2 @Autowired The @Autowired annotation can apply to bean property setter
methods, non-setter methods, constructor and properties.
3 @Qualifier The @Qualifier annotation along with @Autowired can be used
to remove the confusion by specifiying which exact bean will be wired.
4 JSR-250 Annotations Spring supports JSR-250 based annotations which
include @Resource, @PostConstruct and @PreDestroy annotations.
3 Java-based configuration:- Starting with Spring 3.0, many features provided by the Spring JavaConfig project became part of the core Spring Framework.
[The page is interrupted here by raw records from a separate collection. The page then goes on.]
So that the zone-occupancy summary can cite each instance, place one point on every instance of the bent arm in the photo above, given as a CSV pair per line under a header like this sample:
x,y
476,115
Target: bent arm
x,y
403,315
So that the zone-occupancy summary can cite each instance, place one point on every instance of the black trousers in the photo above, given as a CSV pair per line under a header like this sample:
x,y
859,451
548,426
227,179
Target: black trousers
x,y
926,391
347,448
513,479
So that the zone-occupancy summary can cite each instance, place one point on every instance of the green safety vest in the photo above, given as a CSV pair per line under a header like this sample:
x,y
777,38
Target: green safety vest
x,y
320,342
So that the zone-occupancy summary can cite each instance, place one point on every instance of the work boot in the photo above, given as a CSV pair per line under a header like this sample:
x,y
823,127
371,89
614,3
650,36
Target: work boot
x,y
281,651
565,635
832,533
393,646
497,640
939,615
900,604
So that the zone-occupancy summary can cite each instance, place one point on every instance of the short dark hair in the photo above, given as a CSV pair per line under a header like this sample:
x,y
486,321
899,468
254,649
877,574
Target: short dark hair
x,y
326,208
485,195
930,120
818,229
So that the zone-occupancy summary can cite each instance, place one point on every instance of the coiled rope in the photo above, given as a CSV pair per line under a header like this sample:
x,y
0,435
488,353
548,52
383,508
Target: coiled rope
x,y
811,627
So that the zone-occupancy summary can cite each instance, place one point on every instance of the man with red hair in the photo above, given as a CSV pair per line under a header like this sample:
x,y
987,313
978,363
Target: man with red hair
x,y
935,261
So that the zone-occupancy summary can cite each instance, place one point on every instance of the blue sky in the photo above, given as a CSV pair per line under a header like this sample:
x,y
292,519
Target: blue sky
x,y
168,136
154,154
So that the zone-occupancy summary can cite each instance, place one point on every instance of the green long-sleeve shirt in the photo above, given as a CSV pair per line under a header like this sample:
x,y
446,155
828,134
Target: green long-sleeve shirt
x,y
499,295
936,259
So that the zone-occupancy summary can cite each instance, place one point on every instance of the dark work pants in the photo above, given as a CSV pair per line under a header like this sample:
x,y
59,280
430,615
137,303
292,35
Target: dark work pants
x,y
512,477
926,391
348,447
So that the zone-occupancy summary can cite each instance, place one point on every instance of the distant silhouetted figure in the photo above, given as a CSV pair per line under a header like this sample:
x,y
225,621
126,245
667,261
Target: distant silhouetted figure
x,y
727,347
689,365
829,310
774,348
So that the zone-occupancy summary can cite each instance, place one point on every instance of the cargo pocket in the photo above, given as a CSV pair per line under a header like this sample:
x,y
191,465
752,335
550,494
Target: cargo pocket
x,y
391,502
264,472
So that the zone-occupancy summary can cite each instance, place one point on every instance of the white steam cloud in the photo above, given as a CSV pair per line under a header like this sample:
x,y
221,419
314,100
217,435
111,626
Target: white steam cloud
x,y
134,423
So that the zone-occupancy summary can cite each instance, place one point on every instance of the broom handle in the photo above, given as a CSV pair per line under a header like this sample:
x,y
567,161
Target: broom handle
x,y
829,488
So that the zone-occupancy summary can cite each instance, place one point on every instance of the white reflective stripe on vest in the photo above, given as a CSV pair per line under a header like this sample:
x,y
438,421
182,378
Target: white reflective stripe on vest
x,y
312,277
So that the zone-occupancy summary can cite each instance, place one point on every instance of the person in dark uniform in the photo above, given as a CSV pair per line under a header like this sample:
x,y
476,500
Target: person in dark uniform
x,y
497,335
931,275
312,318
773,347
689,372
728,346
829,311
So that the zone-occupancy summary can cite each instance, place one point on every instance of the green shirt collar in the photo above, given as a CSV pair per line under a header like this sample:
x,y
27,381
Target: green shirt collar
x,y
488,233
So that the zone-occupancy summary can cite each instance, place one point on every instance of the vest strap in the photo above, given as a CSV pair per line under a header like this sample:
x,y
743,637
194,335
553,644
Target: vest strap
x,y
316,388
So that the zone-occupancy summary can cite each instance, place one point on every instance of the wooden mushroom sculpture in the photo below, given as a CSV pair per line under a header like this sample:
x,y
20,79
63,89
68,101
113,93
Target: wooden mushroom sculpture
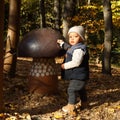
x,y
41,45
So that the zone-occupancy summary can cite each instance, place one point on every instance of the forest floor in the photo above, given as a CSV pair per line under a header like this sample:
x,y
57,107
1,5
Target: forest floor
x,y
103,95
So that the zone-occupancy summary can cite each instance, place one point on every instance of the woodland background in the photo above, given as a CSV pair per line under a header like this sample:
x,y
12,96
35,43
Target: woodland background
x,y
20,17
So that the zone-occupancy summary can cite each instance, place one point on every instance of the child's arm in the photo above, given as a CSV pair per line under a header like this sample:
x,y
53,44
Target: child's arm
x,y
76,59
63,44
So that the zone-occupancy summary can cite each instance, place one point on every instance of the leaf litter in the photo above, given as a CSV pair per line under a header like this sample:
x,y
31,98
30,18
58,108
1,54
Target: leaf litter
x,y
20,104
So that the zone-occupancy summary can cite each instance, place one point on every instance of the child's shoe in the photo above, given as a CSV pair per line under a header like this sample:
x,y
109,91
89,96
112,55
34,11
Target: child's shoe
x,y
69,108
84,105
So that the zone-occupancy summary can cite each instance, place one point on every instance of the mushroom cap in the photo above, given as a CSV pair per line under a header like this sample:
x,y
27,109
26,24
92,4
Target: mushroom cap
x,y
40,43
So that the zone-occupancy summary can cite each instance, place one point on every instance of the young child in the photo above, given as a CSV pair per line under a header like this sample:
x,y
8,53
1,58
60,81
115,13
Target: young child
x,y
76,67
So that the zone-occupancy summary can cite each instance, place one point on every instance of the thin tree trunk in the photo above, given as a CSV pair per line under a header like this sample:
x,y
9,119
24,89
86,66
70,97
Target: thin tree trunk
x,y
42,14
68,13
57,12
12,38
1,54
106,63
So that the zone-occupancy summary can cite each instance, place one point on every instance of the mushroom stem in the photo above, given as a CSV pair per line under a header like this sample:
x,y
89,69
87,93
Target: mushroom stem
x,y
43,76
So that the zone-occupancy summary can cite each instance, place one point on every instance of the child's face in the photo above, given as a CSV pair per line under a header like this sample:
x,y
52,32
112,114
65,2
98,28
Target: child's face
x,y
74,38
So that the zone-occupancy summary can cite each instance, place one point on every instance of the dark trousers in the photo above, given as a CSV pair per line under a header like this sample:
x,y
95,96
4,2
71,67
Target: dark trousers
x,y
77,88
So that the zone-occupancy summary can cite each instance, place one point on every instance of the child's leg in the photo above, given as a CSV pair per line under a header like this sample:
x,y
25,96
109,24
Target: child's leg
x,y
83,96
74,86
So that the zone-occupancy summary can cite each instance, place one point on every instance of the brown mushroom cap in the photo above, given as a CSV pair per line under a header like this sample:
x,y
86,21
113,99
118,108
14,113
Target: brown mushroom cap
x,y
40,43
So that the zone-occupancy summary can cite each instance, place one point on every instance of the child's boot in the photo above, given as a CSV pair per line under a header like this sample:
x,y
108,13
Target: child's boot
x,y
84,105
69,108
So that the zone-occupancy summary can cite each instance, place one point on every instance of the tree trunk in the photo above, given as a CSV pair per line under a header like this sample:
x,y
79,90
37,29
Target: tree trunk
x,y
106,63
12,38
68,13
57,12
42,14
1,53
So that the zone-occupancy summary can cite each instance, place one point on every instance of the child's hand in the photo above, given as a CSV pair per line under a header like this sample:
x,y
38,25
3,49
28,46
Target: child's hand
x,y
60,42
62,66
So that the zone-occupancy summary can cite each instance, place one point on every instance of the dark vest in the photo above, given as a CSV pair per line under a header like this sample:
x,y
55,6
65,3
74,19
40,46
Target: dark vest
x,y
82,71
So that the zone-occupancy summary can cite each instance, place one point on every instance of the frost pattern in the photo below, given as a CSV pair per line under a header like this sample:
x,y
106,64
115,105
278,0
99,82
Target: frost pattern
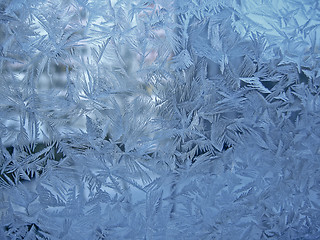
x,y
159,119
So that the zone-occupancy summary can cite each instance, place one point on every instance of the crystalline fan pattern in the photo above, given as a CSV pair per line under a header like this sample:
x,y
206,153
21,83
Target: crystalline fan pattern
x,y
159,119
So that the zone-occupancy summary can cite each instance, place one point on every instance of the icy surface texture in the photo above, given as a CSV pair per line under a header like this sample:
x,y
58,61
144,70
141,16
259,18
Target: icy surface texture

Thus you can define beans external to your application classes by using Java rather than XML files. To use these new features, see the @Configuration, @Bean, @Import and @DependsOn annotations.
package com.r4r.snippets.enterprise;
import org.springframework.context.annotation.Bean;
import org.springframework.context.annotation.Configuration;
import com.r4r.snippets.enterprise.services.HelloWorldService;
@Configuration
public class TestConfig {
@Bean(name="helloWorldBean")
public HelloWorldService helloWorldService() {
return new HelloWorldService();
}}
The @Bean annotation over the helloWorld() method indicates that this method produces a bean to be managed by the Spring container.